Balance sheet gymnastics

The Vermont filing says it has found merit in claims that Celsius manipulated the price of its native token. From May 2 to July 1, during which time the firm halted withdrawals, Celsius increased its CEL position by more than 40 million tokens, with over half of the increase coming after the platform's halt. Celsius also did this during a period in 2021, according to the regulator. Without the CEL position, liabilities would have exceeded assets "since at least" Feb. 2019.

"By increasing its Net Position in CEL by hundreds of millions of dollars, Celsius increased and propped up the market price of CEL, thereby artificially inflating the company’s CEL holdings on its balance sheet and financial statements," said the filing. "This shows a high level of financial mismanagement and also suggests that at least at some points in time, yields to existing investors were probably being paid with the assets of new investors."

An expensive endeavor

The U.S. Trustee moved to appoint an examiner in the hopes of producing an unbiased public report with more transparency on the firm's business operations. The possibility is still being debated in court. At the most recent hearing, the Committee of Creditors said it would be open to the possibility given it didn't incur significant costs through the process, and that it is conducting its own investigation into Celsius's operations. 

Series B holders formally expressed those concerns in their limited objection today, asking to narrow the scope and budget for the possible examiner.
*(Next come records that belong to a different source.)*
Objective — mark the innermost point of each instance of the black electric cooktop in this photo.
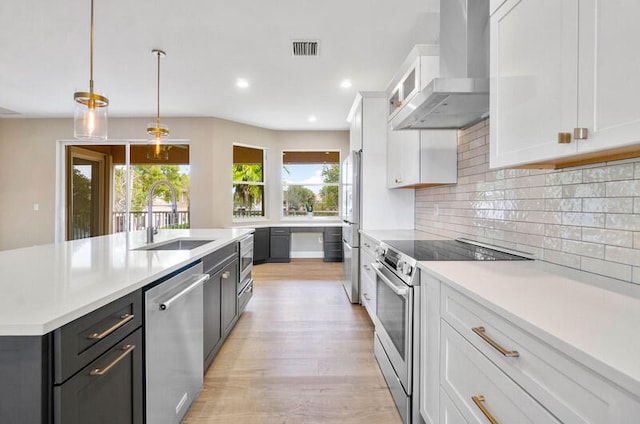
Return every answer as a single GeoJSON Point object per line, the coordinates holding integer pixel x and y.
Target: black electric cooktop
{"type": "Point", "coordinates": [449, 250]}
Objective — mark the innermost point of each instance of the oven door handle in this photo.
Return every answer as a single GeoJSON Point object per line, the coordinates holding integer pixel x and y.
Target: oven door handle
{"type": "Point", "coordinates": [399, 290]}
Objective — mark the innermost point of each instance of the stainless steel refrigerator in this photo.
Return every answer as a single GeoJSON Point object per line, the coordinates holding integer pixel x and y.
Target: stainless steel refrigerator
{"type": "Point", "coordinates": [351, 201]}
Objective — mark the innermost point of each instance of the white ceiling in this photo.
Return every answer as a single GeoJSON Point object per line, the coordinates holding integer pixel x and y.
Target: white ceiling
{"type": "Point", "coordinates": [209, 45]}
The SSB filing noted that though the cost is a factor for the court to consider, "the Court may limit the examiner’s duties to those that compliment the work of the Unsecured Creditors Committee." 

"The SSB is appreciative of the work being done by the Committee to clear the murky waters that are the Debtors’ operations and assets, but believe a neutral third party will increase transparency in the present case," said the filing. "Further, an examiner may be more efficiently able to coordinate information requests by and dissemination to various parties in the case, including the Committee, state and federal regulators, creditors, and other parties in interest."